Еще не кончивши речи, он понял, что они его не признали. Они глядели на пропуск. Они пожимали плечами, как бы стряхивая бремя познания. Они даже в затылках скребли — необычайный прием, применяемый в этой стране, поскольку считается, что он улучшает снабжение кровью клеток мышления.
— Ты что, живешь на мосту? — спросил толстый солдат.
— Нет, — сказал Круг. — Попытайтесь понять. C'est simple comme bonjour, [3] как сказал бы Пьетро. Они послали меня назад, не найдя доказательств, что вы меня пропустили. С формальной точки зрения, меня вообще нет на мосту.
— Он, надо быть, с баржи залез, — произнес подозрительный голос.
— Нет-нет, — сказал Круг. — Я не из баржников. Вы так и не поняли. Сейчас я изложу это вам как нельзя проще. Они — с солнечной стороны — видят гелиоцентрически то, что геоцентрически видите вы, теллуриане, [4] и если два этих вида не удастся как-то совокупить, я, наблюдаемое тело, вынужден буду сновать во вселенской ночи.
3
c'est simple comme bonjour — Это просто, как здрасьте (фр.).
4
теллуриане — земляне — язычники
— Так это который знает гуркина брата, — вскричал в порыве узнавания один из солдат.
— Ах, как чудесно, — сказал с большим облегчением Круг. А я и забыл о милом садовнике. Итак, один пункт улажен. Ну же, давайте, делайте что-нибудь.
Бледный бакалейщик вышел вперед и сказал:
— Вношу предложение. Я подпишу ему, а он мне, и мы оба пойдем на ту сторону.
Кто-то едва не прибил его, но толстый солдат, видимо, бывший за главного у этих людей, вмешался, отметив, что это разумная мысль.
— Ссудите мне вашу спину, — сказал бакалейщик Кругу и, поспешно раскручивая перо, прижал бумагу к левой его лопатке. Какое мне имя поставить, братья? — спросил он солдат.
Те, смешавшись, пихали друг дружку локтями, — никто не спешил раскрывать нежно любимое инкогнито.
— Ставь «Гурк», — сказал, наконец, храбрейший, указав на толстого солдата.
— Ставлю? — спросил бакалейщик, проворно крутнувшись к Гурку.

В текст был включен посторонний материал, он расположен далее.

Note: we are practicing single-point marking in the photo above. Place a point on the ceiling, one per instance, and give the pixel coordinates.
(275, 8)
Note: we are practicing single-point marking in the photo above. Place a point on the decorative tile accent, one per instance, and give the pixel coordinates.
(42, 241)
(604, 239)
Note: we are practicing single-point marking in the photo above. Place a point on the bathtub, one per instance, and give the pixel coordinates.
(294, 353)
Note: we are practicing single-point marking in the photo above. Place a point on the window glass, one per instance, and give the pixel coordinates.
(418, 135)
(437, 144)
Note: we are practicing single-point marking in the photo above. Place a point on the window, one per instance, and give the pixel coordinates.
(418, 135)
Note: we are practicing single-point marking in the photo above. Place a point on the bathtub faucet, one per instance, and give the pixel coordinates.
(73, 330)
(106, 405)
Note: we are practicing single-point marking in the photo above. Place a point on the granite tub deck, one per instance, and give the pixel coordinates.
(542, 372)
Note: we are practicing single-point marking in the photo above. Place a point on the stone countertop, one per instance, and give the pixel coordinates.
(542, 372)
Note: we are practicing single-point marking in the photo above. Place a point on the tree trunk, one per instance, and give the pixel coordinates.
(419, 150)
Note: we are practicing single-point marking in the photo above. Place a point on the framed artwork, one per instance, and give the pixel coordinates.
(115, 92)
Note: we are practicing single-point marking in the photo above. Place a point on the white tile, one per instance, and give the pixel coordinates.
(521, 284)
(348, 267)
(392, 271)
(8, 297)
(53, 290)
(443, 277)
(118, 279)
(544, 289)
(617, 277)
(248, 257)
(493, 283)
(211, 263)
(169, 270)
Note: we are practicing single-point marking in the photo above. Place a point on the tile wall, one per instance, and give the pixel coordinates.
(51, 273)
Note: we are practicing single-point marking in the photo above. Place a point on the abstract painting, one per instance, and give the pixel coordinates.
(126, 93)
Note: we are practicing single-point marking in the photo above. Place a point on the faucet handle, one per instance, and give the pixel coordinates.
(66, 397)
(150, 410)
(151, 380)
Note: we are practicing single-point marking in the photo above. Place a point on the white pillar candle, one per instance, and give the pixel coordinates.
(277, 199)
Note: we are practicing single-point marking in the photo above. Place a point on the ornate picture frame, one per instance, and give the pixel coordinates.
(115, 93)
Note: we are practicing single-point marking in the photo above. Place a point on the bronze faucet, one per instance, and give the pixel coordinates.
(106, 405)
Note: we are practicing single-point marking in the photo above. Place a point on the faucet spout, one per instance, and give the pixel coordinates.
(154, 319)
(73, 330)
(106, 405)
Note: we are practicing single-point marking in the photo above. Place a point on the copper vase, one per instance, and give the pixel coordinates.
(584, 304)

После недолгих улещеваний они добились его согласия. Управясь с пропуском Круга, бакалейщик сам повернулся кругом. Чехарда, или адмирал в треуголке, утверждающий телескоп на плече молодого матроса (мотается седой горизонт, белая чайка лежит в вираже, земли, однако, не видно).

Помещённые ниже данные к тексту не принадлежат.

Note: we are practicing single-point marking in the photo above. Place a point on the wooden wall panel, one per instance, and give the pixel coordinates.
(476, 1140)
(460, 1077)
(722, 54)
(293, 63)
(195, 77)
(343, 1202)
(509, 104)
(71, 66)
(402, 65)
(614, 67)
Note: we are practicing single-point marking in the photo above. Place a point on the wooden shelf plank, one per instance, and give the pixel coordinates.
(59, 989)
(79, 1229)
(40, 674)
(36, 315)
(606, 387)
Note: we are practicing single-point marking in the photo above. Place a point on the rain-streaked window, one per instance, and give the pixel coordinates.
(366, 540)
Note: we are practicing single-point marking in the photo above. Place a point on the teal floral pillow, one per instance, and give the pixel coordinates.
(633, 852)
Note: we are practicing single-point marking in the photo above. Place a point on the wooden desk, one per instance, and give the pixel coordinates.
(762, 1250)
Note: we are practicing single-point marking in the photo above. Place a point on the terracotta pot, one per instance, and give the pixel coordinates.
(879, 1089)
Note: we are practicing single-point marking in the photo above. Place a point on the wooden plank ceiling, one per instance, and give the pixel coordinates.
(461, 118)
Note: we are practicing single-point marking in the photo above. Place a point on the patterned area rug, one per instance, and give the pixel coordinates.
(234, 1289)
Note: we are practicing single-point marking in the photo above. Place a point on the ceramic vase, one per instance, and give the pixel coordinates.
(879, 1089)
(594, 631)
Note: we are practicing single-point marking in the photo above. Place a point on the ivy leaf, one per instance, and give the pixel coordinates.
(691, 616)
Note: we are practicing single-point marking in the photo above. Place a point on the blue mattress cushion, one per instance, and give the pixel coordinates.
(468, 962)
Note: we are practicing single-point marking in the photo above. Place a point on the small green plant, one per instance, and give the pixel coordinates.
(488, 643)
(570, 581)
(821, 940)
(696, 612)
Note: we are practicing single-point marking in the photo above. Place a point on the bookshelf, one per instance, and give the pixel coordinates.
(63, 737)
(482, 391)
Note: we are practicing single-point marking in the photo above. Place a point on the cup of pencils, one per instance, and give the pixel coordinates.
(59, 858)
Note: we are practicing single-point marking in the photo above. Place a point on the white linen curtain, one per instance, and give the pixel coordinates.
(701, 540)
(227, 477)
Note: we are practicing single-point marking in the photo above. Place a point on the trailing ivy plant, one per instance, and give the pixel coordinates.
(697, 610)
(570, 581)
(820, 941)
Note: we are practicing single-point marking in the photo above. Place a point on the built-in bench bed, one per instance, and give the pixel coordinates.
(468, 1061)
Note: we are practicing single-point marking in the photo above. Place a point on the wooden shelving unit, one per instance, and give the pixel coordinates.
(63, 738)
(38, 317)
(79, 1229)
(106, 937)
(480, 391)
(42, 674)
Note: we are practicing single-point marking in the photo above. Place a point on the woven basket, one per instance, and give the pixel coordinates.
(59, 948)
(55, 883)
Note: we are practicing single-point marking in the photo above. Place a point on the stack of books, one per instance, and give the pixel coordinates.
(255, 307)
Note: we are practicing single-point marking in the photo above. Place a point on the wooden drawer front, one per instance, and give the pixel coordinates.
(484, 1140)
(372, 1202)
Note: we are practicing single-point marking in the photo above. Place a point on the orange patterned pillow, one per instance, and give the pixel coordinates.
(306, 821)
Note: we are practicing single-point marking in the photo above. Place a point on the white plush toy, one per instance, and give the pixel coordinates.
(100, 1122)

— Надеюсь, — сказал Круг, — я справлюсь с этим не хуже, чем если бы был в очках.
Пунктирная линия тут не годится. Перо у вас жесткое. Спина у вас мягкая. Огурка. Промокните каленым железом.
Оба документа пошли по кругу и встретили робкое одобрение.
Круг с бакалейщиком шли через мост; по крайности Круг шел: его маленький спутник выплескивал исступленную радость, бегая вокруг Круга, он бежал, расширяя круги и подражая паровозу: чуф-чуф, локти у ребер, ноги, присогнутые в коленях, движутся чуть не вместе, стаккатным поскоком. Пародия на ребенка — на моего ребенка.